Hello, I am having very slow performance for time series modeling that involves matrix operations. I am showing a 10x slowdown over the equivalent operations with reals.
I have searched topics and found that perhaps it has to do with the compiler, but I don’t really know anything about compilers or configuring them. I’ve given some information about my setup at the end of this post.

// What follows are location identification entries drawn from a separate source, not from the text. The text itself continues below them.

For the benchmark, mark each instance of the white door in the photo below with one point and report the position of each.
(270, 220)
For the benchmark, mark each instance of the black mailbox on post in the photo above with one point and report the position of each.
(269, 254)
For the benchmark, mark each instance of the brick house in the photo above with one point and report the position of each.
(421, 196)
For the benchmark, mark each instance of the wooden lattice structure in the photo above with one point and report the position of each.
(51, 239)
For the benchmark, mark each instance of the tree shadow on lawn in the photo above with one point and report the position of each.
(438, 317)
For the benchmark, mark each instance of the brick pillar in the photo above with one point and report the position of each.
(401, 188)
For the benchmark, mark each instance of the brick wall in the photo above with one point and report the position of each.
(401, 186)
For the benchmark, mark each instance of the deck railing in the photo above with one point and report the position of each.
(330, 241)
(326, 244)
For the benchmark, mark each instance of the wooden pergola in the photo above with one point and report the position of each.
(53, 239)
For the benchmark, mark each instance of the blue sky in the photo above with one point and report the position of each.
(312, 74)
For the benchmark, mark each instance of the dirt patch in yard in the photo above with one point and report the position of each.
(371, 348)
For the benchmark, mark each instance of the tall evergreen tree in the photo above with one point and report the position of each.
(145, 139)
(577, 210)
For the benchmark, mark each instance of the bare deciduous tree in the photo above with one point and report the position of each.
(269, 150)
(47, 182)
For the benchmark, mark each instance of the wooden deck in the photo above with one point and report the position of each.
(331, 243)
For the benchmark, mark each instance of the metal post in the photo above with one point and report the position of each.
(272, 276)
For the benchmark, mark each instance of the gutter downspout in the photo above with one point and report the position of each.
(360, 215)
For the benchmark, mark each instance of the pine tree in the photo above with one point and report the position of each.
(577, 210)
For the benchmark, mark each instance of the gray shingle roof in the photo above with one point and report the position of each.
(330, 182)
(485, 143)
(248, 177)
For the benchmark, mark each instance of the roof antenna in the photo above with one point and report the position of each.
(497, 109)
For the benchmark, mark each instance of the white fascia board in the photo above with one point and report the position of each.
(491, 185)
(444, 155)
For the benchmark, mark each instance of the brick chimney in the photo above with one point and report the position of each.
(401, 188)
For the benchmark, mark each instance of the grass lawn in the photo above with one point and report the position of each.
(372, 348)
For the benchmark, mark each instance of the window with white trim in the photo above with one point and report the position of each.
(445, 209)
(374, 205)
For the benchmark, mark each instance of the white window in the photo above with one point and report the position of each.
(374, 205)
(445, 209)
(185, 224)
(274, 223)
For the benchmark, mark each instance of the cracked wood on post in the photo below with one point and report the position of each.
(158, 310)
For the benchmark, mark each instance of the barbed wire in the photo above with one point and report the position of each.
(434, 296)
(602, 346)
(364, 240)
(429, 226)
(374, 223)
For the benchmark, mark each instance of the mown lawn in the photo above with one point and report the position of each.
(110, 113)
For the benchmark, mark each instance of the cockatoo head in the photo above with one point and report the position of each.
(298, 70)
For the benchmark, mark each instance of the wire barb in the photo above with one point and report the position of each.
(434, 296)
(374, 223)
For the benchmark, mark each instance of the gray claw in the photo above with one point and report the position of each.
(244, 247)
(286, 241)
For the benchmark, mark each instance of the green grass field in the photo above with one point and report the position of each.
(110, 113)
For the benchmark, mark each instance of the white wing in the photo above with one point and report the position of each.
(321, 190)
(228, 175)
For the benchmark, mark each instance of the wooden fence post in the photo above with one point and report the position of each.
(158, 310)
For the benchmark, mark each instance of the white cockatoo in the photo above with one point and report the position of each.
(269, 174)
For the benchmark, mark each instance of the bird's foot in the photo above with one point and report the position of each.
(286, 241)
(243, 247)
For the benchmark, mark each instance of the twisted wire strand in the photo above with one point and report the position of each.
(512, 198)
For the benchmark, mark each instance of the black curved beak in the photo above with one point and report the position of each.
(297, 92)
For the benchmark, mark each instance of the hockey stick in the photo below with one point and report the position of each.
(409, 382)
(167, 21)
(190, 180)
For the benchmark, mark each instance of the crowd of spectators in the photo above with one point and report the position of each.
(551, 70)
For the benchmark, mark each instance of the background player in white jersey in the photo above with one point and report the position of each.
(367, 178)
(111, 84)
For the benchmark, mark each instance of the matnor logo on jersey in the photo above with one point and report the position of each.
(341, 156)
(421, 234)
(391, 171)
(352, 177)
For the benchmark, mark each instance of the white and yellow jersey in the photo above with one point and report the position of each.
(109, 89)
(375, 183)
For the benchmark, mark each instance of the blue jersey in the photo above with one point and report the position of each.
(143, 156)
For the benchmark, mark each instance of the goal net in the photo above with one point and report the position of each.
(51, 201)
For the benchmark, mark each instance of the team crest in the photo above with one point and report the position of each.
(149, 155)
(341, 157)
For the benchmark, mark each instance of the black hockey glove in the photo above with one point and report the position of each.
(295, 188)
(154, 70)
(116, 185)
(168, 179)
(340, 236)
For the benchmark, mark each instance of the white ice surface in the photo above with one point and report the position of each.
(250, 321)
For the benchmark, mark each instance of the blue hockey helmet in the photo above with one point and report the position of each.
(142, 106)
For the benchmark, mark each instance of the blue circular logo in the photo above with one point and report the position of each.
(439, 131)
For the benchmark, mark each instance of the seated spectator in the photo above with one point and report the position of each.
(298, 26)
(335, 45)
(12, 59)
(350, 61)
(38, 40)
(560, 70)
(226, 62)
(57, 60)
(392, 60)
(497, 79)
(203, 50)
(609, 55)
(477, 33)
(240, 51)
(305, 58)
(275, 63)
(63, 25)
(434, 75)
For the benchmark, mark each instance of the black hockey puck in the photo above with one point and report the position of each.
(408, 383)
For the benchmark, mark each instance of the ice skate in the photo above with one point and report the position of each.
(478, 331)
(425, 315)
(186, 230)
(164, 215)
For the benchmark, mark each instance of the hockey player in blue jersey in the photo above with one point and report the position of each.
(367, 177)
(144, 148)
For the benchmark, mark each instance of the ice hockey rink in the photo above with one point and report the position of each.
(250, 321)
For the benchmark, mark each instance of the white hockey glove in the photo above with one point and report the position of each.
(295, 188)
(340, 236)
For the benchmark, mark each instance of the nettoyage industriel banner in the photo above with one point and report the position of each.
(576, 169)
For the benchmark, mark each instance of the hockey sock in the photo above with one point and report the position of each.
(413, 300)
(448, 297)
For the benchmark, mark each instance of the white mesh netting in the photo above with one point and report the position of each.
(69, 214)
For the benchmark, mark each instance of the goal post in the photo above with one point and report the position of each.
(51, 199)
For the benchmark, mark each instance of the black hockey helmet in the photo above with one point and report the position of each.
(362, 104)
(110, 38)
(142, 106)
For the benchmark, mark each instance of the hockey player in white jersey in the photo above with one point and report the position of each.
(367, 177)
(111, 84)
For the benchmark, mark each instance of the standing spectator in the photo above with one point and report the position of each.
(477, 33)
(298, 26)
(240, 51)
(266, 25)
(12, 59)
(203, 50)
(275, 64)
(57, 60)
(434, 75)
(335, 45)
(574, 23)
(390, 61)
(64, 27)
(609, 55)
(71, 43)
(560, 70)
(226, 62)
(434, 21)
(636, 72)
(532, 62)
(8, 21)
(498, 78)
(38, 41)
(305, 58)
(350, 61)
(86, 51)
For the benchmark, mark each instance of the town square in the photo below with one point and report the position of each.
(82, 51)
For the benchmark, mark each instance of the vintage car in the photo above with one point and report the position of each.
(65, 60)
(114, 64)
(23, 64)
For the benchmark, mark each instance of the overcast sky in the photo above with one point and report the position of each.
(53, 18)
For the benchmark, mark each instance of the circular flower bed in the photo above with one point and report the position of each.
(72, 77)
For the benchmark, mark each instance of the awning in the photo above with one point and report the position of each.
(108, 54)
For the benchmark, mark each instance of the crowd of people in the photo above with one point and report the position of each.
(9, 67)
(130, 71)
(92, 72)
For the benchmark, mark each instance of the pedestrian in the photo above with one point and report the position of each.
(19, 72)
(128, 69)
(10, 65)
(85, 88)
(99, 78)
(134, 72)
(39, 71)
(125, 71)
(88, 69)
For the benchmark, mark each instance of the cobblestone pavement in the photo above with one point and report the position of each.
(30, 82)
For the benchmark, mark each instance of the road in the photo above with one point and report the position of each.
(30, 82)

The performance drop with matrix algebra is fairly prohibitive of the hierarchical state-space modeling that I am trying to do, which requires the kalman-bucy matrix operations at each time t.
I have modified the arma11.stan demo to create a minimal example. I added a simple line of algebra in the for loop. In one model, it operates on reals, and in the other, it operates on 1x1 matrices. The slowdown from 1.2s to 13s seems disproportionate.
The problem is identical between Rtools 35 and Rtools 40 / R 3.6.3 and R 4.0.0.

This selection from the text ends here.